What Sia had initially believed to be crowns were in fact crooked horns, grasping greedily outwards from the Demons’ engorged heads.
And what she’d mistaken for blossoms in their hands proved to be spiked tridents, which they used to jab her with at every opportunity, demanding to be fed more, more, more, cackling disdainfully at her pain.
One night, a despairing Sia ran outside in the moonlight, threw herself down on her pathway and cried. She cried and cried until she could cry no more. And then she rolled over onto her back and gazed once again, with tear-stained eyes, at the twinkling skies.
She thought back to the night when the Moth had whispered into her ear and revealed the secrets of the stars.
How far have I come since then, she thought. How far have I really come?
And, all at once, she knew what to do.
Pride was now so bloated that he had difficulty getting out of bed. He sat propped up against the pillows, rolls of blubber billowing with his every laboured breath, and played with Sia’s favourite crystalline figure – a young man in a pirate’s hat, dancing a sea shanty. Pride held the figure up to the light and chuckled with delight at its reflected brilliance.
“Feed me!” he bellowed, as he saw Sia appear at the bedroom doorway. “Cupcakes! Pies! Or maybe some of those Sicilian meatballs. I Love to Eat!”
“Tough,” said Sia. “I’m not feeding you any more. In fact, I think it’s about time you and I had a chat.”
“Oh yeah?” asked the Demon, suspiciously. “What about?”
“What about how you’re ruining my life?” asked Sia. “What about how you’re consuming everything that I have?”
She moved closer to the bed. Pride looked at her with an indecipherable glint in his eye.
“Not quite everything,” he said with a wry smile. “I haven’t consumed… YOU!”
And, in a surprisingly sudden movement, the Demon heaved himself forwards, forcefully propelling his gargantuan body onto Sia.
He may be unfit, but he’s certainly got the weight advantage, Sia thought as she wrestled desperately with the strong Demon of Pride.
“You’re suffocating me!” she gasped.
“You wouldn’t be anything without me!” shrieked Pride. “Do you realise that I’ve been with you every step of the way, ever since you left the City of Bureaucracy? And I got you here. Me and me alone!”
“That’s not true,” cried Sia. With a tremendous effort, she freed her arms and started to punch the Demon, calling out names with every blow.
“I had the peg. The Director. Crazy Wendy. Macleod Bradley. The saxophone player. Even my Belly Button. ”
The Demon of Pride cried out in pain. And, with every fresh name, Sia realised he was shrinking in size.
“They all helped me when I didn’t know where to go, or what to do,” yelled Sia. “And neither did you!”

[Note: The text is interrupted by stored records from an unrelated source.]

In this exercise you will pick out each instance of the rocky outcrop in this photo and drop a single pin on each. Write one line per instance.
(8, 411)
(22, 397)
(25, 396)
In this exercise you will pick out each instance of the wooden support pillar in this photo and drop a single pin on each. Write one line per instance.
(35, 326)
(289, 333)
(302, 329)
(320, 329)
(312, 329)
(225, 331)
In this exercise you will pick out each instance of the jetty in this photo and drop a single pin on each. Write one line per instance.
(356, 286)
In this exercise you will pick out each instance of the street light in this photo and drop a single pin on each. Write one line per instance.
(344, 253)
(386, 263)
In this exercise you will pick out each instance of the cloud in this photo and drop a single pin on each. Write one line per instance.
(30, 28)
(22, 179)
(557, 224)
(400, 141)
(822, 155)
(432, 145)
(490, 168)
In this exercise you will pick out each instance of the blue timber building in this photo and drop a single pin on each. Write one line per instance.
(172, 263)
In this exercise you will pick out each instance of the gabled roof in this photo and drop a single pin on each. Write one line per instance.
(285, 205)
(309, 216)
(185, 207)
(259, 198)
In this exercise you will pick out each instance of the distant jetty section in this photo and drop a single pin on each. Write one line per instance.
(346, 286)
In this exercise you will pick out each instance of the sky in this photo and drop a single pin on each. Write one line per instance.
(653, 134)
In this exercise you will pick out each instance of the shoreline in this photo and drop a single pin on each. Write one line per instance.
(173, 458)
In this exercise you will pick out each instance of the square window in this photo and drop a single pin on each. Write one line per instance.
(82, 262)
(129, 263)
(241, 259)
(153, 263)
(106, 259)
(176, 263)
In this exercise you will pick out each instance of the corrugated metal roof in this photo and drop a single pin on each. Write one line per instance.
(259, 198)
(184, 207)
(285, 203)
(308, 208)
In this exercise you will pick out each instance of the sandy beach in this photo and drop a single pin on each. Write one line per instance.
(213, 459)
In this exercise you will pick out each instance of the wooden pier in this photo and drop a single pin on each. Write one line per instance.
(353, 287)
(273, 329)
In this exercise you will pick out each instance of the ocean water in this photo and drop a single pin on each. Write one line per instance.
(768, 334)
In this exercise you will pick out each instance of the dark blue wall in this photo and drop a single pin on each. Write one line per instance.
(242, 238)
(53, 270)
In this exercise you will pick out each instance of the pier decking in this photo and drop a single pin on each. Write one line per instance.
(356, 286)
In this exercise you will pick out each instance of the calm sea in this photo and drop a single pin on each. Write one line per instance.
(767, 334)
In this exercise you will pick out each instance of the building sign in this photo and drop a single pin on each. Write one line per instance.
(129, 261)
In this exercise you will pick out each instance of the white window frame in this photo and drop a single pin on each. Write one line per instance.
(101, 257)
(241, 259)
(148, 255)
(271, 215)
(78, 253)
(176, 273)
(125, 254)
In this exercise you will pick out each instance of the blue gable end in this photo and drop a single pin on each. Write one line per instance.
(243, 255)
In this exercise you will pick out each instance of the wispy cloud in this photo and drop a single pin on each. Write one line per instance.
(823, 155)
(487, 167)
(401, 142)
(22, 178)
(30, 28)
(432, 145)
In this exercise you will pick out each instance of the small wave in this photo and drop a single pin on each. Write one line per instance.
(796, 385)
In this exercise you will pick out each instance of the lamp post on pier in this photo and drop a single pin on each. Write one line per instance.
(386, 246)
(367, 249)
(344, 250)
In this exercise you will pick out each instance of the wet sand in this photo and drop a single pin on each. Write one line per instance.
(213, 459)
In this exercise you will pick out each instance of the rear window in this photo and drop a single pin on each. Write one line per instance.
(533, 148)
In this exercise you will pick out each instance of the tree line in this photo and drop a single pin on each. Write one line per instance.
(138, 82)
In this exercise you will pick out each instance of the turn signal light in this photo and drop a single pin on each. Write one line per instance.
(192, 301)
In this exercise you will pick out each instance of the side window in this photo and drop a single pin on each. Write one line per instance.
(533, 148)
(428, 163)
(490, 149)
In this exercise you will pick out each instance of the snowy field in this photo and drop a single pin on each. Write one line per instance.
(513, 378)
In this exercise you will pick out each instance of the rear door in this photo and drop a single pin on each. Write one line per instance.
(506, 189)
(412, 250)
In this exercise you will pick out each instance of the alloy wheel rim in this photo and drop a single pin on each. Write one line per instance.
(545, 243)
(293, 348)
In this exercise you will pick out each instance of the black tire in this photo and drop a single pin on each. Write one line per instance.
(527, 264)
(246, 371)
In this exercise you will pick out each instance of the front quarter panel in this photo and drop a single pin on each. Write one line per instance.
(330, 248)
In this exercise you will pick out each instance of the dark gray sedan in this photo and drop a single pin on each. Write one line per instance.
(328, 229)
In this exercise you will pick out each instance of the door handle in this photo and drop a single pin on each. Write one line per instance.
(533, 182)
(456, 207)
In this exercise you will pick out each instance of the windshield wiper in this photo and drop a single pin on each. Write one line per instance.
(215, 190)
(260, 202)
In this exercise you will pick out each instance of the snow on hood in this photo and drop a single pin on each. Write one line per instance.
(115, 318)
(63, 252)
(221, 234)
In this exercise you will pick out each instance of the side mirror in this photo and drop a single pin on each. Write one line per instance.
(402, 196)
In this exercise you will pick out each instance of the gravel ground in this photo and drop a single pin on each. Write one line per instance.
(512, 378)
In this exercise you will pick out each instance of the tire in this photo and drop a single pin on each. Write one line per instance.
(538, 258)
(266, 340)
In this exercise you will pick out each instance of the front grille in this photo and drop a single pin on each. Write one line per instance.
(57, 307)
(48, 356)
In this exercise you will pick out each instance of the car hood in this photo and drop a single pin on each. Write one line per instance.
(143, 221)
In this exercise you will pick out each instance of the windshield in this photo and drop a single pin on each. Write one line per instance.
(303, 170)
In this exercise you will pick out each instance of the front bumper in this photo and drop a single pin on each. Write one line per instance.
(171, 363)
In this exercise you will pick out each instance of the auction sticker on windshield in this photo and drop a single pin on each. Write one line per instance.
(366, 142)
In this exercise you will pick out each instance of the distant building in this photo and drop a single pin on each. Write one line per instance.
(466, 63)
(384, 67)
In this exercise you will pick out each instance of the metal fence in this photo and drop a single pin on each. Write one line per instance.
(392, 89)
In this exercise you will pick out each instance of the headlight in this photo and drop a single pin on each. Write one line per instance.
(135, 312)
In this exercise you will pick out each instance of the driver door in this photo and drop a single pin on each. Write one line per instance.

Pride wailed a last great mournful wail. And, as Sia watched, he shrank away to a tiny, flailing dot, which hid itself under the bed.
Panting from her exertions, Sia rolled herself up to a sitting position. I did it, she thought exultantly. I’m free.
“Not so fast,” hissed a low voice. Sia looked up to see the great hulk of the Demon of Solitude blocking the doorway.
“That’s right. You’ve still got me,” said Solitude. “And we may be Twin Demons, but we’re fraternal, not identical. You can’t just beat some new-found understanding into me and make me shrink away.”
The Demon took a step forward. Independence groaned.
“Enough!” she croaked, tiredly. “I need to get out of here for a while.”
Solitude’s eyes widened in horror.
“You can’t leave!” she gasped. “There are people out there. You won’t know who to trust!”
“I don’t care,” cried Sia.
And, pulling herself to her feet, she dodged past the Demon’s grasp, half-fell down the stairs and stumbled out of her beloved House of Glass, out into the village beyond.